If an achievement is tied to a volatile metric that fluctuates around the threshold (e.g., avg_handle_time < 120), and the metric dips below and rises above repeatedly, the achievement may complete and reset multiple times in a short period. This can trigger multiple notifications if the scope allows it.
Mitigation: Use hysteresis in your metric definitions or ensure achievement scopes are strictly time-bound. Avoid ONCE scopes for volatile metrics unless the metric is strictly cumulative. Configure the achievement to require a sustained condition rather than a momentary threshold breach. Review the achievement logic to ensure that notification triggers align with meaningful agent behaviors, not transient data noise.

Validation, Edge Cases & Troubleshooting

Edge Case 1: The Silent Failure on Desktop Client Disconnect

Failure Condition:
An agent earns an achievement, but the Desktop toast does not appear.
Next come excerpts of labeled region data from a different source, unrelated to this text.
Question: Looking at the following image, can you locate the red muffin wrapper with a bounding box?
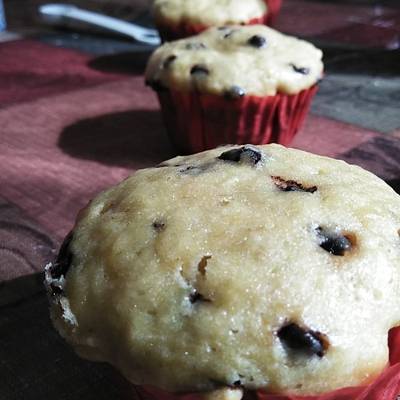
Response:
[136,328,400,400]
[158,85,317,154]
[156,0,282,42]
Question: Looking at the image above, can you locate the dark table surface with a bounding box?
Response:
[0,0,400,400]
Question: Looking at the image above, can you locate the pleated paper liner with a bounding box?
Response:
[158,85,317,154]
[156,0,282,42]
[134,328,400,400]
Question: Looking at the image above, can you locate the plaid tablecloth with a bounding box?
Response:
[0,0,400,400]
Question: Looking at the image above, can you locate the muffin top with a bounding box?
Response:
[145,25,323,98]
[153,0,267,26]
[46,145,400,394]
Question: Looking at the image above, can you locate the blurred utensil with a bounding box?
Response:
[39,3,161,46]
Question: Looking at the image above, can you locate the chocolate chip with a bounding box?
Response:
[190,64,210,76]
[185,42,207,50]
[316,227,354,256]
[271,176,318,193]
[50,231,73,279]
[163,54,178,69]
[289,64,310,75]
[224,85,246,100]
[145,79,168,92]
[247,35,267,49]
[197,256,211,276]
[278,322,329,357]
[189,289,211,304]
[218,146,262,165]
[152,221,165,232]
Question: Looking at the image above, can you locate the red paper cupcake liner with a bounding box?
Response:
[157,0,282,42]
[158,85,317,154]
[136,328,400,400]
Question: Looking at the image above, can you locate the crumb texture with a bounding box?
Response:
[153,0,268,26]
[47,145,400,395]
[146,25,323,98]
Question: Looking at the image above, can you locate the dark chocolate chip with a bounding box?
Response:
[290,64,310,75]
[317,227,352,256]
[152,221,165,232]
[271,176,318,193]
[247,35,267,49]
[278,322,329,357]
[190,64,210,76]
[218,146,262,165]
[146,79,168,92]
[163,54,178,69]
[189,289,211,304]
[224,85,246,100]
[185,42,207,50]
[50,231,73,279]
[197,256,211,276]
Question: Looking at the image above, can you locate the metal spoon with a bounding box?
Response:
[39,3,161,46]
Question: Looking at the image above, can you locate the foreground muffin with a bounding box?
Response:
[145,25,323,153]
[153,0,281,41]
[46,145,400,398]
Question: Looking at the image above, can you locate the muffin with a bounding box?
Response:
[153,0,282,41]
[46,144,400,400]
[145,25,323,153]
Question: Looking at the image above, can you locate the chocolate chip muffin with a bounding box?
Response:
[146,25,323,153]
[153,0,281,40]
[46,145,400,397]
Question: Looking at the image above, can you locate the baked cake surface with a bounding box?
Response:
[145,25,323,97]
[46,145,400,394]
[153,0,268,26]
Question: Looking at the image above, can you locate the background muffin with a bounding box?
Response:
[146,25,323,153]
[47,145,400,394]
[154,0,281,41]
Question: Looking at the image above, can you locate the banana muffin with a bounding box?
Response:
[145,25,323,153]
[46,145,400,399]
[153,0,281,40]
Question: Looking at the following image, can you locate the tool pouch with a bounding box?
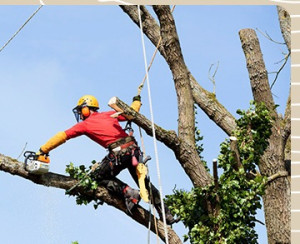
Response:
[136,163,149,203]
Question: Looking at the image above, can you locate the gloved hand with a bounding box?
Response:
[130,95,142,112]
[35,149,50,163]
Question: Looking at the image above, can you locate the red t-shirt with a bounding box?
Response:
[65,111,128,148]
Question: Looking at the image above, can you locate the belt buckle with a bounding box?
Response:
[112,146,121,152]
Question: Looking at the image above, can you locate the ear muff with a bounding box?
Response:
[81,107,91,117]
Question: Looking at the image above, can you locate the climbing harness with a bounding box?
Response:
[0,4,44,52]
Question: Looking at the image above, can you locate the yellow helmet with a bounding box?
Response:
[77,95,99,109]
[73,95,99,122]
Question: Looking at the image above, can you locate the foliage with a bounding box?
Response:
[66,161,103,209]
[194,106,209,172]
[166,103,272,244]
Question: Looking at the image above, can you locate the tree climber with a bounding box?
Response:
[37,95,176,224]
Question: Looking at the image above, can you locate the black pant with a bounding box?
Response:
[93,147,161,214]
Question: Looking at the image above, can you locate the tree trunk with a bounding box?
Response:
[240,29,291,244]
[0,154,182,244]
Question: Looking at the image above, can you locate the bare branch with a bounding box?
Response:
[208,61,219,95]
[271,53,291,89]
[120,6,236,135]
[256,28,286,45]
[277,5,291,52]
[0,154,182,244]
[239,29,278,118]
[109,97,212,187]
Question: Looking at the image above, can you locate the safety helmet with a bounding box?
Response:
[73,95,99,122]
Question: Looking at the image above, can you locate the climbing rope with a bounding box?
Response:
[138,5,176,95]
[0,5,44,52]
[137,5,169,244]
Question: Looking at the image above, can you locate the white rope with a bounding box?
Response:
[137,5,169,244]
[0,4,43,52]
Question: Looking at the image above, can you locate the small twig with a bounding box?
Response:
[255,219,265,225]
[256,28,286,45]
[213,159,219,190]
[208,61,219,95]
[17,142,27,160]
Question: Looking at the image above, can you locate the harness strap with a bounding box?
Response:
[108,136,136,151]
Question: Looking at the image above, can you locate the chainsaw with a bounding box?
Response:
[24,151,50,175]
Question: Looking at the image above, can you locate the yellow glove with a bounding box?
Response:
[136,163,149,202]
[40,131,67,154]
The agent is logged out of Desktop or the network connection dropped momentarily.

Root Cause:
The WebSocket connection is broken. The notification service buffers the notification for a limited window. If the agent does not reconnect within the buffer window, the toast is dropped. The email and push may still deliver, but the real-time toast is lost.

Solution:
Verify the agent’s Desktop connection status. Check the WEM notification logs for delivery status. If the toast is critical, configure the achievement to also send a push notification. Train agents to keep Desktop running and connected. Use the WEM API to query recent completions and manually verify if the notification was sent.

Edge Case 2: Push Token Invalidation and Stale Endpoints

Failure Condition:
Agents report missing push notifications. The WEM dashboard shows achievements completed, but no push is received on mobile.

Root Cause:
The device token registered with Genesys Cloud is stale. This often occurs after an app update or OS upgrade. The platform may still attempt to deliver to the old token, resulting in a silent failure.

Solution:
Have agents reinstall the Genesys Cloud Mobile app or toggle notification permissions in OS settings to force a token refresh. Monitor the push delivery metrics in WEM Analytics. If delivery rates drop significantly, investigate platform-wide token health. Ensure the mobile app version is up to date, as older versions may not register tokens correctly.

Edge Case 3: Email Queue Saturation During Peak Achievement Events

Failure Condition:
A global achievement is unlocked, and agents report emails arriving hours later or not at all.

Root Cause:
The email relay is saturated due to the volume of notifications. The WEM email queue is backlogged. This can also occur if the from_email domain is flagged by spam filters due to sudden volume spikes.

Solution:
Review the email relay configuration and throughput limits. Implement rate limiting on achievement triggers to stagger completions. Use Toast and Push as primary channels for real-time alerts. If emails are critical, configure a dedicated email relay for WEM notifications with higher throughput limits. Monitor email delivery logs for bounce rates and spam complaints.